Giorgia Meloni sets out vision for Italy in maiden speech as PM
Italy's newly appointed prime minister, Giorgia Meloni, addressed the country's lawmakers on Tuesday in her maiden speech at the lower house of parliament.
The far-right Brothers of Italy politician was sworn in on Saturday, after the right-wing bloc she leads emerged triumphant in a snap general election last month.
Meloni already faces a confidence vote, which she is expected to survive given the majority her coalition commands in both parliamentary chambers.
In an impassioned 70-minute address where she defined herself as an "underdog" rising from the fringes of Italy's political landscape, Meloni outlined a vision for the country that commentators have described as blending far-right and progressive elements.

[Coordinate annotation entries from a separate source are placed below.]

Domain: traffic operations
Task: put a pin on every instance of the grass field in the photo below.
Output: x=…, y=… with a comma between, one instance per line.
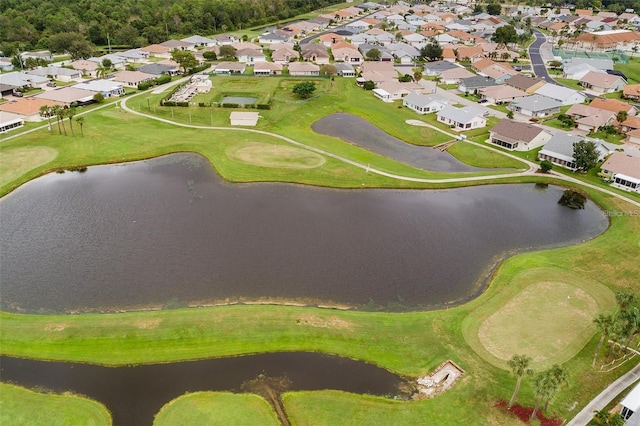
x=216, y=409
x=411, y=344
x=22, y=407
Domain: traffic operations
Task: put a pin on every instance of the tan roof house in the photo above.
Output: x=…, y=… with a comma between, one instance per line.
x=602, y=82
x=518, y=136
x=623, y=171
x=501, y=94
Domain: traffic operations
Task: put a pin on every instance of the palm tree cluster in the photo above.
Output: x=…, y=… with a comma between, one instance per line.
x=547, y=383
x=60, y=113
x=619, y=328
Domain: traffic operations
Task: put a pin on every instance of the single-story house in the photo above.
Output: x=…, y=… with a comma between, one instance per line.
x=28, y=108
x=562, y=94
x=623, y=171
x=631, y=92
x=106, y=87
x=303, y=68
x=475, y=83
x=460, y=119
x=229, y=68
x=518, y=136
x=501, y=94
x=10, y=121
x=344, y=69
x=68, y=95
x=535, y=106
x=602, y=82
x=132, y=78
x=267, y=68
x=559, y=149
x=199, y=41
x=241, y=118
x=423, y=104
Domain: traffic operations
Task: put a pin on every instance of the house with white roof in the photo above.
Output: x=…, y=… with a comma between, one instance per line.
x=461, y=119
x=559, y=149
x=108, y=88
x=424, y=104
x=564, y=95
x=623, y=171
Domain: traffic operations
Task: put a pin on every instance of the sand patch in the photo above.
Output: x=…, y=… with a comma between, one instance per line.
x=268, y=155
x=15, y=162
x=321, y=322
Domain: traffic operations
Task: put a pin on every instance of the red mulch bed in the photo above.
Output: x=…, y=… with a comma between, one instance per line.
x=524, y=414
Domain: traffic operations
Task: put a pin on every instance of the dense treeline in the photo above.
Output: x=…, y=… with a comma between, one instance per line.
x=28, y=24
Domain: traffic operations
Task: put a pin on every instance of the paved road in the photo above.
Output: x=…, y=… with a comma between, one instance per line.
x=606, y=396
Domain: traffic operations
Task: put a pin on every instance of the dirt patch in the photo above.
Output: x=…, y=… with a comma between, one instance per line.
x=15, y=162
x=268, y=155
x=331, y=322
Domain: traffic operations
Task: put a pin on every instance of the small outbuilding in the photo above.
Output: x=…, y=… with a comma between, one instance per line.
x=242, y=118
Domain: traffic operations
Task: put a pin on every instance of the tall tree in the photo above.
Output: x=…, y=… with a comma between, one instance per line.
x=604, y=324
x=585, y=155
x=519, y=365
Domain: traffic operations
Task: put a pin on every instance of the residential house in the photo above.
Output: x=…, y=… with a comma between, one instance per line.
x=562, y=94
x=559, y=149
x=613, y=105
x=303, y=69
x=501, y=94
x=344, y=69
x=284, y=55
x=623, y=171
x=132, y=78
x=602, y=82
x=525, y=83
x=250, y=56
x=267, y=68
x=474, y=83
x=461, y=119
x=230, y=68
x=455, y=75
x=106, y=87
x=67, y=95
x=518, y=136
x=10, y=121
x=535, y=106
x=424, y=104
x=28, y=108
x=57, y=73
x=631, y=92
x=199, y=41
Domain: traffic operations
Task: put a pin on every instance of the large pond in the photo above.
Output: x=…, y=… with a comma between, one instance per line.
x=135, y=394
x=360, y=132
x=170, y=231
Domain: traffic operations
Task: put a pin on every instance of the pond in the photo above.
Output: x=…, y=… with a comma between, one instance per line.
x=134, y=395
x=360, y=132
x=169, y=232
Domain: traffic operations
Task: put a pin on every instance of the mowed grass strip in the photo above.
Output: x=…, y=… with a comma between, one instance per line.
x=23, y=407
x=217, y=409
x=15, y=162
x=267, y=155
x=546, y=313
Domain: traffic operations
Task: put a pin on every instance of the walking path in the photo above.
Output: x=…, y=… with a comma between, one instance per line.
x=606, y=396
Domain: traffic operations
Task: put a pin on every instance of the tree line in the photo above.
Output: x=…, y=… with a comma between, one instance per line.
x=133, y=23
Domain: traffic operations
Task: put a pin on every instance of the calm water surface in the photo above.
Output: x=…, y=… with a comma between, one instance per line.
x=169, y=231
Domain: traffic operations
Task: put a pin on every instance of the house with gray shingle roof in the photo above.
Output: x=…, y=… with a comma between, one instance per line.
x=461, y=119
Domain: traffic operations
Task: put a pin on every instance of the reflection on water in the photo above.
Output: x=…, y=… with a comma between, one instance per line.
x=169, y=231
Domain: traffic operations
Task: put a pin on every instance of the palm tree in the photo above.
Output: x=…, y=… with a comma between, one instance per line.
x=519, y=365
x=45, y=111
x=70, y=113
x=604, y=324
x=80, y=121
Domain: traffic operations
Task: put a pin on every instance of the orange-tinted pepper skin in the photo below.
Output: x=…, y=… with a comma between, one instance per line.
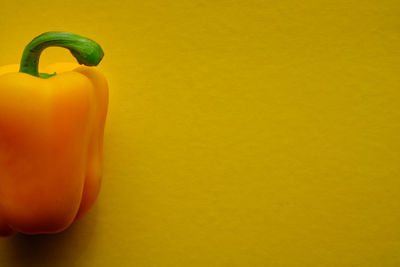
x=51, y=142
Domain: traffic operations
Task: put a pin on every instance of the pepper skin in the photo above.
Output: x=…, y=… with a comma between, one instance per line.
x=51, y=137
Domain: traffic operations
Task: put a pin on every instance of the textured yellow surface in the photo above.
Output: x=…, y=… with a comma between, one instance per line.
x=240, y=133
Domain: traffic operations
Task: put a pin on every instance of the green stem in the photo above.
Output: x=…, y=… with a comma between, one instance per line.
x=86, y=51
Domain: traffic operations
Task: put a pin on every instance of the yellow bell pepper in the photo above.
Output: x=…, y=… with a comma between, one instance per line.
x=51, y=137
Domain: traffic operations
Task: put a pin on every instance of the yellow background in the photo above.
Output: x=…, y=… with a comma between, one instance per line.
x=240, y=133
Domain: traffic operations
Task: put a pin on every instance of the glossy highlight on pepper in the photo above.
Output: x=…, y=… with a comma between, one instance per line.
x=51, y=136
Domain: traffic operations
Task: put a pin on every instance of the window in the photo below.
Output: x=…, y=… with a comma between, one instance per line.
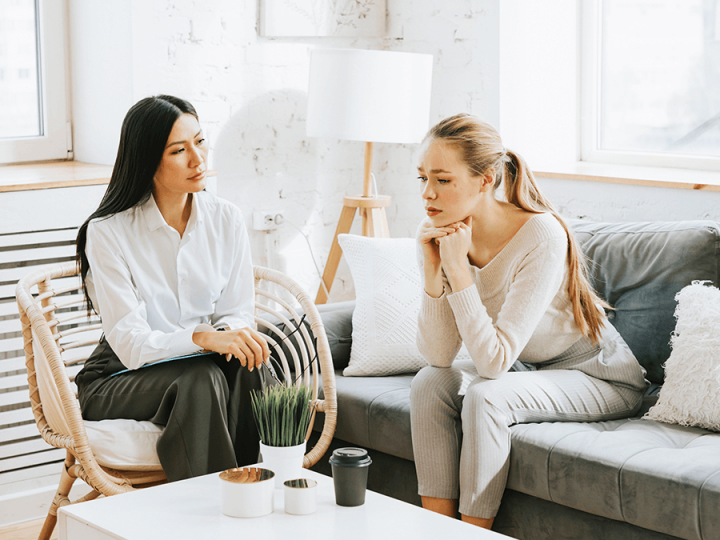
x=652, y=82
x=33, y=107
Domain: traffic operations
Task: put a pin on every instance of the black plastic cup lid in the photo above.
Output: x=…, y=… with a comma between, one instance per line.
x=350, y=457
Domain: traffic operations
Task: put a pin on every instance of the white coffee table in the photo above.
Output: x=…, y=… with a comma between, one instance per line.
x=190, y=509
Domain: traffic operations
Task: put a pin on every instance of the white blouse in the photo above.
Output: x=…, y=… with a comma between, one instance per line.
x=154, y=289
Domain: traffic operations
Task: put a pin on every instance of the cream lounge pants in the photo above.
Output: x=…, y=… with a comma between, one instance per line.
x=461, y=424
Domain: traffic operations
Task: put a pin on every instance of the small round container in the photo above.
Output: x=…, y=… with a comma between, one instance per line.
x=300, y=496
x=350, y=469
x=247, y=492
x=284, y=461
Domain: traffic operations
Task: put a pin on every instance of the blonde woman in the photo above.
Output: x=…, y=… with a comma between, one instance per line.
x=508, y=280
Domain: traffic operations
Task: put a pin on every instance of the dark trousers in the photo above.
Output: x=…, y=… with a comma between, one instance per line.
x=203, y=402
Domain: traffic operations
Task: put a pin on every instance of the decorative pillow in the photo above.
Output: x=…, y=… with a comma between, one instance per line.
x=691, y=393
x=388, y=289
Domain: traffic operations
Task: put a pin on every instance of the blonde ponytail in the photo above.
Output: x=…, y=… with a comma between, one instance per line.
x=522, y=191
x=482, y=149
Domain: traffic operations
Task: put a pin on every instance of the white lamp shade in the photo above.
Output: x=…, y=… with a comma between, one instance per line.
x=371, y=96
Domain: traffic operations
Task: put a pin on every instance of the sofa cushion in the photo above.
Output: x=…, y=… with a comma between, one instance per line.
x=639, y=268
x=658, y=476
x=374, y=412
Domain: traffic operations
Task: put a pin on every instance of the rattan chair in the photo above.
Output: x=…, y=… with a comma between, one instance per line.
x=58, y=337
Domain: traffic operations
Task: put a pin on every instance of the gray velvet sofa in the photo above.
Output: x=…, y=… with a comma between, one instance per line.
x=624, y=479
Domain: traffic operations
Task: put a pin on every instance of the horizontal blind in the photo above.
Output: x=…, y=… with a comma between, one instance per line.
x=24, y=456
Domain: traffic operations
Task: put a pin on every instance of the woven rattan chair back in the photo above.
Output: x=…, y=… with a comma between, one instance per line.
x=59, y=336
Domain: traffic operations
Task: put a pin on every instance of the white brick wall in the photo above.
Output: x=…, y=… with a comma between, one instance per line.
x=251, y=96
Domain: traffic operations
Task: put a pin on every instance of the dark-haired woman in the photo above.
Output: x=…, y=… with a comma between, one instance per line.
x=167, y=266
x=506, y=278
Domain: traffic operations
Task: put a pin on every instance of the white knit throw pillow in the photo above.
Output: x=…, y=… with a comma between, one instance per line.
x=388, y=289
x=691, y=393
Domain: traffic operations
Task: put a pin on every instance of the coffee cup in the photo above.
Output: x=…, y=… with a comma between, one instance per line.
x=350, y=470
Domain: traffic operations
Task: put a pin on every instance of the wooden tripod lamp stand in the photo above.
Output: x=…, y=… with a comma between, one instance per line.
x=369, y=96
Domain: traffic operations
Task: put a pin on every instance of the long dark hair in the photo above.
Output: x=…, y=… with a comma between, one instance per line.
x=143, y=137
x=482, y=149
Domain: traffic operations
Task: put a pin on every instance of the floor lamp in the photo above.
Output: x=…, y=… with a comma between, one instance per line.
x=369, y=96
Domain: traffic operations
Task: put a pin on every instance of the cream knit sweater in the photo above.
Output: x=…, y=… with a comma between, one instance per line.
x=518, y=309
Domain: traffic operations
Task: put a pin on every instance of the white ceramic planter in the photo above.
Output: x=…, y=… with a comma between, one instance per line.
x=284, y=461
x=247, y=492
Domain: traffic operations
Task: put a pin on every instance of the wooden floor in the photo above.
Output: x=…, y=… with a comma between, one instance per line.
x=28, y=530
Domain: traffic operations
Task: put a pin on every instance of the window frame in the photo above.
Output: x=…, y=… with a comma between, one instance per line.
x=56, y=141
x=590, y=54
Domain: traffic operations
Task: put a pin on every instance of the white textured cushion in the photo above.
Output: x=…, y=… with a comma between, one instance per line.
x=388, y=289
x=690, y=395
x=124, y=444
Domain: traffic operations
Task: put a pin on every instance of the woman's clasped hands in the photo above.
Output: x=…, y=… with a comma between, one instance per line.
x=446, y=248
x=245, y=344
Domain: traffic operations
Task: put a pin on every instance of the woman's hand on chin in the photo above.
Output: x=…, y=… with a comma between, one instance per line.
x=454, y=247
x=429, y=241
x=245, y=344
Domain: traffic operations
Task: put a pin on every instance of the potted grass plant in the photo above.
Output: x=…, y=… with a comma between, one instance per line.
x=282, y=415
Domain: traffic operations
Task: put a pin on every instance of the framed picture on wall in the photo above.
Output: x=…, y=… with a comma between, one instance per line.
x=322, y=18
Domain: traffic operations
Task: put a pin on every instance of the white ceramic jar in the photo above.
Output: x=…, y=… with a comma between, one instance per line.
x=247, y=492
x=300, y=496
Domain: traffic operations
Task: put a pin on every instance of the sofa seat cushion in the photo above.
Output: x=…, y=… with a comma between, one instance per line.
x=658, y=476
x=374, y=412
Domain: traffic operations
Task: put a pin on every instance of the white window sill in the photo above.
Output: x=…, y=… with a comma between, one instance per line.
x=627, y=174
x=59, y=174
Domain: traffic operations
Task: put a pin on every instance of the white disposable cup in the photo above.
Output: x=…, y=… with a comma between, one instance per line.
x=300, y=496
x=247, y=492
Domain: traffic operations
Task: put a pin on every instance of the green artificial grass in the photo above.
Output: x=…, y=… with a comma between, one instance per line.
x=282, y=414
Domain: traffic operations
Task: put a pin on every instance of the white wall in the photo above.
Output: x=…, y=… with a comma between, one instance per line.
x=597, y=201
x=250, y=93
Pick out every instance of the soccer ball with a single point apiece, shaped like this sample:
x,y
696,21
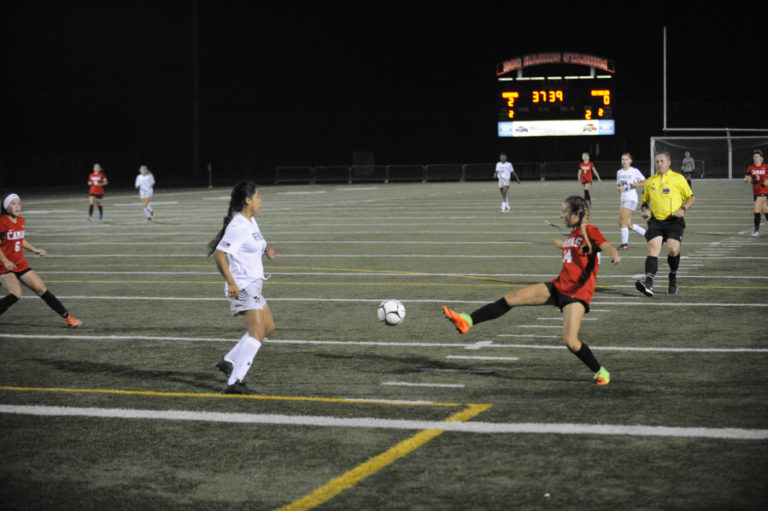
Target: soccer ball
x,y
391,312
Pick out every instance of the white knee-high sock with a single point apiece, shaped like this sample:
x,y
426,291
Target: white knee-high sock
x,y
244,359
232,355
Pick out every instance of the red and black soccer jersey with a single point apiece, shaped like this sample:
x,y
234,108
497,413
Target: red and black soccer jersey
x,y
97,180
586,171
759,176
577,278
12,242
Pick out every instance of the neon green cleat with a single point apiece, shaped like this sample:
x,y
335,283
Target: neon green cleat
x,y
462,321
602,377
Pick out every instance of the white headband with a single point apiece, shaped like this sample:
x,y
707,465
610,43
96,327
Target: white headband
x,y
8,200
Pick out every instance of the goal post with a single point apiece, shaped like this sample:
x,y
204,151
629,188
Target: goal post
x,y
715,157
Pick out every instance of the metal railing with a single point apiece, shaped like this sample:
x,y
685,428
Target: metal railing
x,y
434,172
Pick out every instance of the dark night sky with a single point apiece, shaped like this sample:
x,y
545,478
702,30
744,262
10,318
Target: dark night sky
x,y
309,83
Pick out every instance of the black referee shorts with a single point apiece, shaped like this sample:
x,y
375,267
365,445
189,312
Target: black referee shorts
x,y
671,228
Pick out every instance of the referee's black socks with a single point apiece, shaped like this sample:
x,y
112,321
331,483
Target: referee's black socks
x,y
674,263
491,311
7,301
651,266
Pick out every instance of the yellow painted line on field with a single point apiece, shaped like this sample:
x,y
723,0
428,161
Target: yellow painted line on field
x,y
227,396
373,465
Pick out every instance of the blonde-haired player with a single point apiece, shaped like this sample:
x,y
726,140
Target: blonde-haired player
x,y
627,179
504,172
145,184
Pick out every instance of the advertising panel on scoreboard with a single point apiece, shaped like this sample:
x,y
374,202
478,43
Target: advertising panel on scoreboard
x,y
565,128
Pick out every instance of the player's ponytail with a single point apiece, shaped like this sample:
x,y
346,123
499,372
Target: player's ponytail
x,y
578,206
240,192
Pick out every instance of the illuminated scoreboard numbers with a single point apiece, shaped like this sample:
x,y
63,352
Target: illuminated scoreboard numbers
x,y
547,96
601,110
563,108
510,97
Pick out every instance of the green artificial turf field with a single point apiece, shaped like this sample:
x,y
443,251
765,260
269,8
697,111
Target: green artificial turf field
x,y
126,412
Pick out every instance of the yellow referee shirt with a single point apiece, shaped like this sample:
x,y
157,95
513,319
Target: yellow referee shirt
x,y
666,193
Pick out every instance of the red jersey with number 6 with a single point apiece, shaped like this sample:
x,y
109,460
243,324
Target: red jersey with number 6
x,y
97,180
586,171
759,177
12,242
579,273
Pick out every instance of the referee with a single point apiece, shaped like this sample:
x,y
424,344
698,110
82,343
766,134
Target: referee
x,y
666,197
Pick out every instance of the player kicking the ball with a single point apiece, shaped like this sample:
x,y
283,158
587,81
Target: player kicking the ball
x,y
571,291
14,269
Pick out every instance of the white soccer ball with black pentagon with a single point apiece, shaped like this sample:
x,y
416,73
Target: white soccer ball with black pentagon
x,y
391,312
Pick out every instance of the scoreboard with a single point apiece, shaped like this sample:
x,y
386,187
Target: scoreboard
x,y
555,106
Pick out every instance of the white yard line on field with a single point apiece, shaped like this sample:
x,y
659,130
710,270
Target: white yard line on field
x,y
402,424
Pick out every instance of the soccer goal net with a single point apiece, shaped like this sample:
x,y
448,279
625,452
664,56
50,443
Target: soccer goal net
x,y
722,157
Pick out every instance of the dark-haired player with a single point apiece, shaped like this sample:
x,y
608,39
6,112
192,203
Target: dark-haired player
x,y
571,291
97,180
14,267
586,169
757,174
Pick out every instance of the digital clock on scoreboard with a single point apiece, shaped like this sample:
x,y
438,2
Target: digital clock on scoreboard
x,y
560,108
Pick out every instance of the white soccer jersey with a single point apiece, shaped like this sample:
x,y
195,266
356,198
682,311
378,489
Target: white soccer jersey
x,y
504,170
145,183
625,179
244,245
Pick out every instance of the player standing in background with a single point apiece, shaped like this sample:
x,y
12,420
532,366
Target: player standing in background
x,y
757,173
571,291
97,181
669,197
586,169
627,179
13,265
238,249
145,183
504,172
689,165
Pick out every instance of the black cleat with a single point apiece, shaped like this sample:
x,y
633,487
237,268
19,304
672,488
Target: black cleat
x,y
672,289
225,366
644,288
237,388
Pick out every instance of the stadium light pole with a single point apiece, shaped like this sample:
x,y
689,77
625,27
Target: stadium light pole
x,y
664,75
195,94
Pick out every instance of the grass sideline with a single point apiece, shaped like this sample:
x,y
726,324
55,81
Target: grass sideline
x,y
106,433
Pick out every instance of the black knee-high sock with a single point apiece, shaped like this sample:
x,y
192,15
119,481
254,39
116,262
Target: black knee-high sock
x,y
54,304
651,266
7,301
674,263
585,355
491,311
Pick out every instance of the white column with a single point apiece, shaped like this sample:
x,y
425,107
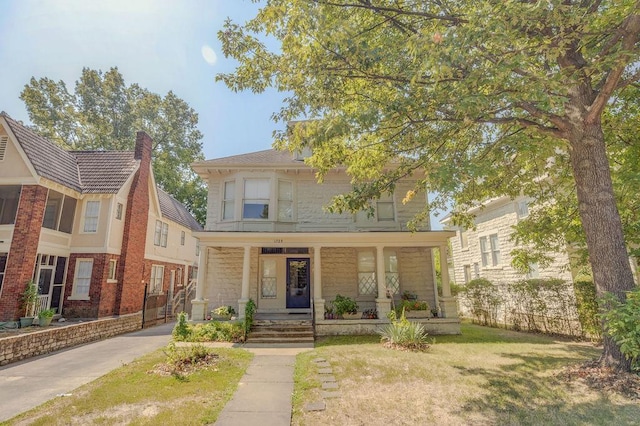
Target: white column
x,y
318,301
246,273
383,304
448,304
199,304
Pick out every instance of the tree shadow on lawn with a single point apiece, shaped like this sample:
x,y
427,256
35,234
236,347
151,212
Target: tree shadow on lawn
x,y
518,395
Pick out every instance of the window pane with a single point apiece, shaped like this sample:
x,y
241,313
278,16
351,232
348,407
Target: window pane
x,y
385,211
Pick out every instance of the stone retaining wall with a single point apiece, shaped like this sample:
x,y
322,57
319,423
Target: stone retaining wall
x,y
18,347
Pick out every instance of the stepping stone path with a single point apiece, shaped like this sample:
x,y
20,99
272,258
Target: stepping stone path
x,y
329,384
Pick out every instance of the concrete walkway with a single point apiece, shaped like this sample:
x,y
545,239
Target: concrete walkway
x,y
29,383
264,392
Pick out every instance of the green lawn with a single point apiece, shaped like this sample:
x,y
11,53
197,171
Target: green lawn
x,y
483,377
135,394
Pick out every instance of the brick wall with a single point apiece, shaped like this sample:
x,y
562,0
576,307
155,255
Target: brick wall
x,y
18,347
23,250
131,267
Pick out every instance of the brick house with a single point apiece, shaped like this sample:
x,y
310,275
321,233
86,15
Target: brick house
x,y
486,250
91,228
268,239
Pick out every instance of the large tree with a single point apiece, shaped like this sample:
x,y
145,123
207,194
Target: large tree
x,y
104,112
489,97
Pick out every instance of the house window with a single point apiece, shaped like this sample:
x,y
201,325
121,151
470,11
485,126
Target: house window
x,y
285,200
464,239
256,199
490,250
113,266
82,280
161,233
91,214
534,271
9,198
268,283
3,266
467,273
367,284
157,275
392,278
228,203
523,209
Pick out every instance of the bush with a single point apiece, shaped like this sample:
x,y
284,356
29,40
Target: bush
x,y
484,301
404,334
622,323
588,309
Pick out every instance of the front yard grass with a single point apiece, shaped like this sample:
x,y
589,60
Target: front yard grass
x,y
142,393
486,376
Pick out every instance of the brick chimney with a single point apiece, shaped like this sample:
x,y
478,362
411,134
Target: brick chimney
x,y
131,266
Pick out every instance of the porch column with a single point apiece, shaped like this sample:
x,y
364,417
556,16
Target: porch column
x,y
448,305
199,304
246,271
383,304
318,301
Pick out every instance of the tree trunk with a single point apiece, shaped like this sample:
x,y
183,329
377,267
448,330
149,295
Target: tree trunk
x,y
602,226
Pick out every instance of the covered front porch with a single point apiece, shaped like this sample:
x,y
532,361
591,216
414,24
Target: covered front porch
x,y
301,273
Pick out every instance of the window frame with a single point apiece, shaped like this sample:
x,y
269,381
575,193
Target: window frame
x,y
85,217
75,293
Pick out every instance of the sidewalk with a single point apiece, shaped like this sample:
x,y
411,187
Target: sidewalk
x,y
29,383
264,392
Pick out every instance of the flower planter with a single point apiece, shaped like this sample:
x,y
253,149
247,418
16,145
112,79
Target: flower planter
x,y
418,314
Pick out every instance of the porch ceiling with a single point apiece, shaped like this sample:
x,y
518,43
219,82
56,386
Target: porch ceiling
x,y
323,239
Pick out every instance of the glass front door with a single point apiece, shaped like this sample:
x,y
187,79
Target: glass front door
x,y
298,284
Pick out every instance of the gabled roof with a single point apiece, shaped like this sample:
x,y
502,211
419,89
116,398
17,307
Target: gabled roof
x,y
174,210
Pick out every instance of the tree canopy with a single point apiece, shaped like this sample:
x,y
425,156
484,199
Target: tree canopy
x,y
103,112
488,98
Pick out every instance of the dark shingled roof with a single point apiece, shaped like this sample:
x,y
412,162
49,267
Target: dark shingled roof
x,y
90,172
104,171
173,210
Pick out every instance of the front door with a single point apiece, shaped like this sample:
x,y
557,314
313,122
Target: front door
x,y
298,288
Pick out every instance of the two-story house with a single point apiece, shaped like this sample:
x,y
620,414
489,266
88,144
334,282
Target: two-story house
x,y
269,238
486,250
91,228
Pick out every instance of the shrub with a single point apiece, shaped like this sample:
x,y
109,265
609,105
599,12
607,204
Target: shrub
x,y
622,323
404,334
588,310
484,300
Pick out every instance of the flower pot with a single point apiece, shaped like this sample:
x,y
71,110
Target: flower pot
x,y
26,321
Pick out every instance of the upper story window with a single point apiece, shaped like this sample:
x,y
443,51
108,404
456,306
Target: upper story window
x,y
161,234
9,198
490,250
91,215
255,203
59,212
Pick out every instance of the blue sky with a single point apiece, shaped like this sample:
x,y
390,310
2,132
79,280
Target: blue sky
x,y
160,44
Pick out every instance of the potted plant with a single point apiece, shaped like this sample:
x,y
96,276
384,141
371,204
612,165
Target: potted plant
x,y
344,305
45,317
28,300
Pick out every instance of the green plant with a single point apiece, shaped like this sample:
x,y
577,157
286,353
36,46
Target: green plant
x,y
622,323
344,305
404,334
224,311
29,297
587,307
46,313
181,331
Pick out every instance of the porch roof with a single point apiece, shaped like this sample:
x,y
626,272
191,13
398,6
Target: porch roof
x,y
323,239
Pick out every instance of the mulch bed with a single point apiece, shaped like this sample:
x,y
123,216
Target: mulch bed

Here are some highlights of the speech.
Meloni has often faced accusations over her alleged links to Italy's fascist past, which she denies.
As a 19-year-old activist, she reportedly described Italy's wartime leader Mussolini as a "good politician", while she has praised the founder of the ultra-nationalist Italian Social Movement (MSI) and former Nazi collaborator, Giorgio Almirante.
Meloni's maiden speech saw the newly-elected PM distance herself from Fascism - an act welcomed by more moderate commentators and viewed as "performative" by her critics.
"I have never felt any affinity for anti-democratic regimes... including Fascism," she said. "The totalitarian dictatorships of the 1900s have torn apart the whole of Europe -- not just Italy -- for more than half a century, in a succession of horrors that has affected most European states."
Meloni denounced Italy's Fascist-era antisemitic racial laws (leggi razziali), introduced by Mussolini's regime in 1938.